Bruce Springsteen is often referred to as the hardest-working man in show business, and for decades he's been intent on proving he deserves the title. Although he's pushing sixty-three, it seems as if he releases a new album, or pens a rousing sociopolitical anthem, about as often as you have lunch. So if you want to feel like even more of a waste of oxygen the next time you're stuffing a turkey sub into your mouth, consider this: Wrecking Ball, the Boss's seventeenth (seventeenth!) studio album, is set for release March 6.
The album, which manager Jon Landau refers to as an "ambitious, big-picture piece of work," features eleven new tracks, as well as two bonus recordings that are available on a special edition of the disc. Three of the songs — "Land of Hope and Dreams," "American Land," and "Wrecking Ball" — have been prominently featured on various E Street tours, and are making their studio debuts on this album. The record is also purported to feature saxophonist Clarence Clemons's final recordings, before he passed away in June 2011.
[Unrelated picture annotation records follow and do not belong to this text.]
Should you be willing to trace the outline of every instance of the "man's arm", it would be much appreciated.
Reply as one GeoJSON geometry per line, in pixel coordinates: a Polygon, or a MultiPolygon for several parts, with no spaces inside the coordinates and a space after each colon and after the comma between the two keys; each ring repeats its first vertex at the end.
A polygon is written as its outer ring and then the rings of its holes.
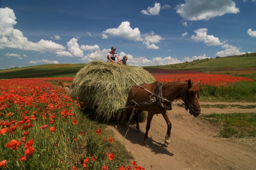
{"type": "Polygon", "coordinates": [[[116,63],[116,61],[113,61],[112,59],[111,59],[111,57],[110,57],[110,55],[108,55],[108,60],[110,60],[113,63],[116,63]]]}

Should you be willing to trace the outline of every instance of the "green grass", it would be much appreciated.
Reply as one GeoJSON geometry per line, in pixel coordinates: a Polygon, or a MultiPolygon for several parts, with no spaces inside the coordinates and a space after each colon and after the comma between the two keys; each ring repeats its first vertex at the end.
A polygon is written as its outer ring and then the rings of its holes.
{"type": "Polygon", "coordinates": [[[44,64],[0,70],[0,78],[74,77],[86,64],[44,64]]]}
{"type": "Polygon", "coordinates": [[[151,66],[146,67],[206,72],[223,71],[223,69],[225,68],[241,68],[241,70],[242,70],[243,68],[255,68],[256,67],[255,63],[256,63],[256,53],[254,53],[218,58],[199,60],[178,64],[151,66]]]}
{"type": "Polygon", "coordinates": [[[219,109],[226,109],[228,107],[237,107],[238,109],[254,109],[256,108],[256,105],[241,105],[240,104],[201,104],[201,107],[206,108],[217,108],[219,109]]]}
{"type": "Polygon", "coordinates": [[[256,102],[256,82],[241,81],[222,86],[202,86],[200,101],[256,102]]]}
{"type": "Polygon", "coordinates": [[[256,113],[212,113],[198,117],[218,127],[217,137],[256,137],[256,113]]]}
A music video for the first single, "We Take Care Of Our Own," was released two days ago, and as you can tell from the clip it's pretty much classic Springsteen. There are shots of the Boss brooding and swinging his guitar like a pair of giant testicles; there's a standard, up-tempo rock beat that will sound much better live; and there are bitter, snarling lyrics about false patriotism, interspersed with lingering shots of a post 9/11 Manhattan skyline. Pretty standard Bruce fare, really, but you know what they say: "If it ain't broke, don't go in there and fuck shit up with your bullshit." After forty years and seventeen studio albums, the Boss can rhyme "wherever this flag's flown" with "the Super Dome" if he damn well wants to.